A research team at Tel Aviv University said they have discovered a key mechanism that causes the neurodegenerative disease ALS, which may lead to treatment for the fatal illness, The Times of Israel reported on Tuesday.
The TAU group, along with researchers from Sheba Medical Center and institutes in Germany, France, the U.K. and U.S., found that a buildup of a protein called TDP-43 near neuromuscular junctions lies behind the degenerate process known as amyotrophic lateral sclerosis, or Lou Gehrig’s Disease, which paralysis and loss of the ability to walk, talk or even breathe.

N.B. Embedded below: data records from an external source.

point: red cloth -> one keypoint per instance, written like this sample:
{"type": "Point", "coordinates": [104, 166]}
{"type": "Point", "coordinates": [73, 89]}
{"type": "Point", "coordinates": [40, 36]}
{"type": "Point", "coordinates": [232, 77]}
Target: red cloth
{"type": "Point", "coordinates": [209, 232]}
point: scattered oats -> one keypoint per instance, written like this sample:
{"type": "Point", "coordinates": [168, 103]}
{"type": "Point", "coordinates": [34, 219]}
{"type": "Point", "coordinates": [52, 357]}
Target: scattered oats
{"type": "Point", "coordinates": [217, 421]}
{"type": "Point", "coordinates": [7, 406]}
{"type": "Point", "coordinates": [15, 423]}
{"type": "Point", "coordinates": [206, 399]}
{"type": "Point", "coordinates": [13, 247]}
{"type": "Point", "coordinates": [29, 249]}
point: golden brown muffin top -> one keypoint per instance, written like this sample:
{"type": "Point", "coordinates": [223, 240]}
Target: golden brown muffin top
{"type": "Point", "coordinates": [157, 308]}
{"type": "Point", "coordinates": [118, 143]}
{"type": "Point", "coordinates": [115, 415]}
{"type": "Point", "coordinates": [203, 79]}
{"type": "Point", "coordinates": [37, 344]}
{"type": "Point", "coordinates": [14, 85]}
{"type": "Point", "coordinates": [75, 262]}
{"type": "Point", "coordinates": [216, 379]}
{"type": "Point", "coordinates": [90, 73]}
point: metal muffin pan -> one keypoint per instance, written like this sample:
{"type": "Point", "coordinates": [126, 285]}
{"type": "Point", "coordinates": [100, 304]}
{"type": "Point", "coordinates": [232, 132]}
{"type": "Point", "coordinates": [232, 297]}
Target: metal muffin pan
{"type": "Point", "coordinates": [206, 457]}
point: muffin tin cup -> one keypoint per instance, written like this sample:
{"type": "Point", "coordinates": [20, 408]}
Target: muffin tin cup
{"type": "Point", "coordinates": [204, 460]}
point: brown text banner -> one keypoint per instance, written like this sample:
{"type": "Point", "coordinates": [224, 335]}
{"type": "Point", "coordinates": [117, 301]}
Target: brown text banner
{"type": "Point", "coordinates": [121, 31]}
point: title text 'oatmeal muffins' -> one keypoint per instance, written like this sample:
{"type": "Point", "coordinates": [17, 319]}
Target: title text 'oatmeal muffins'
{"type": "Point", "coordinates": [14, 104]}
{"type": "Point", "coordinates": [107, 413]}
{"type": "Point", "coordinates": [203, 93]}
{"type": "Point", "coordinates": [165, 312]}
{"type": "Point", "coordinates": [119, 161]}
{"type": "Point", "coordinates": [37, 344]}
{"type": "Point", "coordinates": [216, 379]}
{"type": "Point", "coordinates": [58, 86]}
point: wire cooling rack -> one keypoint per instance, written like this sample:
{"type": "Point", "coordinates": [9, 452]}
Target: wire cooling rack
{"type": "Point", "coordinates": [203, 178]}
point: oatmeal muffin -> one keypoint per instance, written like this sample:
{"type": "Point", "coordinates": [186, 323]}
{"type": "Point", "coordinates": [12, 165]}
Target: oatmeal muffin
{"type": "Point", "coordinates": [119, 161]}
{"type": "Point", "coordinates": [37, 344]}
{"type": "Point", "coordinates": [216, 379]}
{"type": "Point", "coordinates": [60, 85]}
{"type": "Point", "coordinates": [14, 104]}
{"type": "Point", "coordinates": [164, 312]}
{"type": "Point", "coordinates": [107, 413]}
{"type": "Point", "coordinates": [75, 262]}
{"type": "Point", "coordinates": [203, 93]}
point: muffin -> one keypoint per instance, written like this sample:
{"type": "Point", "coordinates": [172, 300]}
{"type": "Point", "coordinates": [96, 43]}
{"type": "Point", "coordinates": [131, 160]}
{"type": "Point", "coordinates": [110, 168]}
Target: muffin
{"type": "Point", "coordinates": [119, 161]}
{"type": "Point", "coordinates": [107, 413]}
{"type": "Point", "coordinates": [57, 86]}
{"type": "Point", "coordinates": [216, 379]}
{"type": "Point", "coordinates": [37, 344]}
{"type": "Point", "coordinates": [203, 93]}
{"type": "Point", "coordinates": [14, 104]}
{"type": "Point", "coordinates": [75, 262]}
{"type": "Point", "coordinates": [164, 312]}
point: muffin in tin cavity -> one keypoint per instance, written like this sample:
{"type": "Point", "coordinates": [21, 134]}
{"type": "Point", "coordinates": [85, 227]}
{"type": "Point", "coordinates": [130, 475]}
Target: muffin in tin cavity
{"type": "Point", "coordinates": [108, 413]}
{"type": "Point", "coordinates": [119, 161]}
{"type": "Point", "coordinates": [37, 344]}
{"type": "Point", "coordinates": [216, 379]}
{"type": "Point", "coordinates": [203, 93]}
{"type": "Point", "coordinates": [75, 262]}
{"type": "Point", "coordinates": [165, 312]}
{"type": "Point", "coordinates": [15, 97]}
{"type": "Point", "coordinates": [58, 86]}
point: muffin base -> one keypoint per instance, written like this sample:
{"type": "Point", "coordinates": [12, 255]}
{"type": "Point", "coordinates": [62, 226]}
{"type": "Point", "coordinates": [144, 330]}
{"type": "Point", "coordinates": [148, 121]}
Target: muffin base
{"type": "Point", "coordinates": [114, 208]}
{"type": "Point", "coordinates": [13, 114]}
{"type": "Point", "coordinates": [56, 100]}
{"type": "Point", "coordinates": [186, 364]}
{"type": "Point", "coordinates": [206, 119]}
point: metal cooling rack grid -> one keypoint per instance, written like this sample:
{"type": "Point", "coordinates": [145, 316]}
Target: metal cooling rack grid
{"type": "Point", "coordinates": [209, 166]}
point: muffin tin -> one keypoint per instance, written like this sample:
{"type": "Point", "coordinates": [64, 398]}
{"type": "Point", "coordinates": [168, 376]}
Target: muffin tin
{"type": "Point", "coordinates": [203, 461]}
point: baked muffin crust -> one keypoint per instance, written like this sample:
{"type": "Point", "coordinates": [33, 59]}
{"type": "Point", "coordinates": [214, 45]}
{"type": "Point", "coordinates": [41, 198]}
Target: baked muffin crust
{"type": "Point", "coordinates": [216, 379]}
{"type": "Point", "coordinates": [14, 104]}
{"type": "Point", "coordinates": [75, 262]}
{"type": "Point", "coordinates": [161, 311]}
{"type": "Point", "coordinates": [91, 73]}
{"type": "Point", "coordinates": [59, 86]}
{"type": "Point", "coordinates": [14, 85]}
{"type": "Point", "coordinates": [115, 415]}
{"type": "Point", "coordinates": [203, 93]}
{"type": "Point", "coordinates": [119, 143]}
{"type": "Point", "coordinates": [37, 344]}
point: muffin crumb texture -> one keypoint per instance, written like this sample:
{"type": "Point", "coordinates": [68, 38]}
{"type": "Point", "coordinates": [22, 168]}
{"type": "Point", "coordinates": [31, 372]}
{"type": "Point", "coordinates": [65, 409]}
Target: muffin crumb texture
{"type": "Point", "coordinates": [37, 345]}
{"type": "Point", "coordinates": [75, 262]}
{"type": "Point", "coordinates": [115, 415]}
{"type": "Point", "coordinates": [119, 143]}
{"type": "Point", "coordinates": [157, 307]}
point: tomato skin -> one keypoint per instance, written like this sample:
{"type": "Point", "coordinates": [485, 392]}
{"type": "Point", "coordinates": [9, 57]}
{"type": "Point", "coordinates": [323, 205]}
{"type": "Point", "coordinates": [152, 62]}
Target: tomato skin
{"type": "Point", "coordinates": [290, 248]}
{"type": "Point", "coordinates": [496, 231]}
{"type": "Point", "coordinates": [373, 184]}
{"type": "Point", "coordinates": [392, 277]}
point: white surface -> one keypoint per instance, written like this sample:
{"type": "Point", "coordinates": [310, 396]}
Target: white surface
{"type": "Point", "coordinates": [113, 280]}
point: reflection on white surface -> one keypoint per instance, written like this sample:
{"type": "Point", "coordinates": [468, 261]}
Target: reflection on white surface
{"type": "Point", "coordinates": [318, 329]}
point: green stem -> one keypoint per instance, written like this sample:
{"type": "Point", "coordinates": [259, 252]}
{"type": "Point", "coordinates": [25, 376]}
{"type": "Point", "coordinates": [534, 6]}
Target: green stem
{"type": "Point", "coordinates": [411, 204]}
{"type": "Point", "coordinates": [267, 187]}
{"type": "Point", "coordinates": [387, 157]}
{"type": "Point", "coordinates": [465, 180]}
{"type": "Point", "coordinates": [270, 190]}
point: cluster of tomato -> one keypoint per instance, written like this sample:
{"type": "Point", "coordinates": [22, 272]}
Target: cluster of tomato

“The paralysis caused by the disease results from damage to the motor neurons, which leads to the degeneration nerve endings and to the loss of muscle innervation,” Prof. Eran Perlson, who led the study with doctoral students Topaz Altman and Ariel Ionescu, said on Tuesday.
“This consequently leads to the degeneration of the nerve and the death of motor neurons in the spinal cord, however until now we could not understand the basic biological mechanism causing the initial damage behind this vicious cascade.”
By using a molecule to break down TDP-43 in animals, the scientists were able to restore motor neuron activity, which suggests that drugs can be developed to cure ALS in humans if diagnosed at an early enough stage, the researchers said.